李文钊姿态放得很低,让王继阳心情稍微好转了些,但丢掉面子依旧让他难以释怀。
“你用心公事当然是好,然我锦衣卫的规矩,也绝不能被践踏……如任福才这些目无尊长之人,必当严惩方能以儆效尤!”
不收拾两个人,王继阳就挽不回面子。
没接王继阳的话茬,李文钊靠近之后,神色郑重道:“大人,有些话卑职必须如实相告,是这次案子非同小可……您最好不要牵扯其中!”
这话让王继阳稍微冷静了些,于是他便问道:“是何案子?”
李文钊答道:“大人最好不知道,否则必将麻烦缠身!”
“我只能说,此事牵连甚大,足可翻天!”
最后一句,李文钊说得很小声,几乎只有王继阳能听到。
连续被人提醒七八次,都说这件案子非同小可,此时王继阳终于被点醒。
当他压制住愤怒,重新思考此事时,才发现自己冲动了。
再细细一思索,他便发现了更多不对劲的地方,于是他回头看向了许成。
察觉到王继阳恢复冷静,许成便眼神躲闪起来,最终直接看向了一旁的门楼。
这时李文钊接着说道:“大人,如今卑职查到这事,自己都觉得无比棘手,您老还是别蹚这浑水了!”
王继阳沉默了,接着他又瞪了任福才一眼,随后说道:“即便有要务,还守的规矩却不能乱!”
“你的人自己管好,冲撞了我倒事小,若是消息传到镇抚司去,即便差事办得再好……也不会有好果子吃!”
听到这话,李文钊连连点头,随后呵斥身后几人道:“你们几个,还不赶紧过来,跟千户大人告罪!”
有了李文钊这句话,任福才几人不敢有丝毫怠慢,立刻小跑着上前跪在,跟王继阳磕头赔礼。

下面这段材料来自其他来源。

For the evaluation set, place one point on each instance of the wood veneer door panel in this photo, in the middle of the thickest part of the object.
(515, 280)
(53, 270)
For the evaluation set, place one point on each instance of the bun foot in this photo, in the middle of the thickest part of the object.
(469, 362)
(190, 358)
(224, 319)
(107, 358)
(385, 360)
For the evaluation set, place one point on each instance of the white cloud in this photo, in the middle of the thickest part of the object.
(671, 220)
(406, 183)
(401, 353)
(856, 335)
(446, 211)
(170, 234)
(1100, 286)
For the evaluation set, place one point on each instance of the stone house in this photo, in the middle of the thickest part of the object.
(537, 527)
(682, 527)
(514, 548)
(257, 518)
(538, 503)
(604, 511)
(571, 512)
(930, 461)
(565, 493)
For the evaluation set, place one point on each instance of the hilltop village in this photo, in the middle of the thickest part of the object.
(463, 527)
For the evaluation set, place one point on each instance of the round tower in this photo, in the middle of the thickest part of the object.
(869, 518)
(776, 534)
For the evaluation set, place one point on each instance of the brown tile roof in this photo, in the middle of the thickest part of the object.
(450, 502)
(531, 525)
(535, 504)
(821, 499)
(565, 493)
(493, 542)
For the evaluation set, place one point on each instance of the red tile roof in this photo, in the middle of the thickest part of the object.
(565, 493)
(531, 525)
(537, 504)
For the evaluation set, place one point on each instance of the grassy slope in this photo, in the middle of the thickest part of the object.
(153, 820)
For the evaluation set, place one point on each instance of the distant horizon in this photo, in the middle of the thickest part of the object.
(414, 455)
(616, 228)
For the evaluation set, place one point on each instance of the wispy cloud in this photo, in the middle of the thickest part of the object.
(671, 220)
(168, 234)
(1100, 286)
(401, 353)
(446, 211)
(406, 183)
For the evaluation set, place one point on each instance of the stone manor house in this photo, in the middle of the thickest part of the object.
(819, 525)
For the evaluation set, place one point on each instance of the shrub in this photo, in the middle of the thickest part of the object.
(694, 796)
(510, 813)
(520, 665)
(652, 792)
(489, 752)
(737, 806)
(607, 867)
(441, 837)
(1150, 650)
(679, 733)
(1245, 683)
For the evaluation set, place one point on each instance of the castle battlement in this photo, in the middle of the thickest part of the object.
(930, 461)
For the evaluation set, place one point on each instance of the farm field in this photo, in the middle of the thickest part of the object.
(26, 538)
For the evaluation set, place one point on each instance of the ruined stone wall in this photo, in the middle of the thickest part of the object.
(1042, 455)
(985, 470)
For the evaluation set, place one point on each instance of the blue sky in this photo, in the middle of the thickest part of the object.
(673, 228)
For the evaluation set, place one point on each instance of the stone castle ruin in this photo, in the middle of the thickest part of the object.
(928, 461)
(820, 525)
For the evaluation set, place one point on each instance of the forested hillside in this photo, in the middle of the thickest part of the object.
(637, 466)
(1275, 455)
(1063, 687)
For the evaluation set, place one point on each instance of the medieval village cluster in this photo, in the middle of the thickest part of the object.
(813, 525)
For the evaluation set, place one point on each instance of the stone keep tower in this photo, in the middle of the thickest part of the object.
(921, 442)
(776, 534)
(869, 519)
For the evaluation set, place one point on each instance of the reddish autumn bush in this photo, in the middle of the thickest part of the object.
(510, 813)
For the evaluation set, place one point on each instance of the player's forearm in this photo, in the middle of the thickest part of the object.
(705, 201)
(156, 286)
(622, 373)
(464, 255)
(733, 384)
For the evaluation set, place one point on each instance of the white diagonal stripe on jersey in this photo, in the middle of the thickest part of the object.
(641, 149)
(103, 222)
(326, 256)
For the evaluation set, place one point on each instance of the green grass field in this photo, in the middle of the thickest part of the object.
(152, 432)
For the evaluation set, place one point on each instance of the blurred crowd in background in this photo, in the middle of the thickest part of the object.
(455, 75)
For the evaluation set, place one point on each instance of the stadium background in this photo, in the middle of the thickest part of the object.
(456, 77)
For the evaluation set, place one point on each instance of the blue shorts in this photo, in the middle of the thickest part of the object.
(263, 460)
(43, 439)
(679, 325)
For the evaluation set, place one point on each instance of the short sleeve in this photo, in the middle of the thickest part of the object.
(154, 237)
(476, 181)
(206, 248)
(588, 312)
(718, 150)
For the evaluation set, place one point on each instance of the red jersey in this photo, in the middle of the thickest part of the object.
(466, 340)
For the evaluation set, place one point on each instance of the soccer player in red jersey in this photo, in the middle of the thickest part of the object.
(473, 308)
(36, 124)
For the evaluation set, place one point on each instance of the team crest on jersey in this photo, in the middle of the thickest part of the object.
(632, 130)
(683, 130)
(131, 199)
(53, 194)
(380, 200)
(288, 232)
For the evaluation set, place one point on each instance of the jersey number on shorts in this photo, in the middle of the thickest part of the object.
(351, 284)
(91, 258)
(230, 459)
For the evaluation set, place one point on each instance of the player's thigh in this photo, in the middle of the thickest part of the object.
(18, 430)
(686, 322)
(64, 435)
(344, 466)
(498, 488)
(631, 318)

如此,王继阳总算挽回了些颜面,随后便冷着脸转身离场了。
许成连忙跟了上去,今天的事情若办不成,他基本上是死路一条。
“王千户,说好了帮忙,你这……”
“此案重大,我也不便插手!”王继阳沉声答道。
他几乎可以确定,许成这厮没跟他说实话。
“王爷那边,可还等着消息……”许成打算拿朱景润来压。
已经上过当了,王继阳当然不会再上当,于是他直言道:“烦请公公回禀殿下,就说在下力有不及,这次帮不上忙!”
“公公带来的银票,烦请您拿回去!”
即便许成不拿走,王继阳也得硬塞给他,他越想越觉得此事危险。
那李文钊是什么人?是襄王府提起来的人。
平日他处事低调,今日一反常态,是不是说案子牵涉到两家王府?
猜到这一点,王继阳更是悚然,冷汗不自觉从他后背冒了出来。
让他感到害怕的是,他差点儿站到了襄王府对立面,这无异于是自寻死路。
我收了许成拿的银票,会不会让襄王府以为,我是跟广阳王府一条心……王继阳越想越是忧心。
所以那些银票,他必须要还回去,许成不要都不行。
许成确实不想要,他现在已急得不行,只想赶紧出千户所去禀告情况。
但王继阳哪会让他走,愣是拉着去了自己的大堂,然后把银票塞给了许成。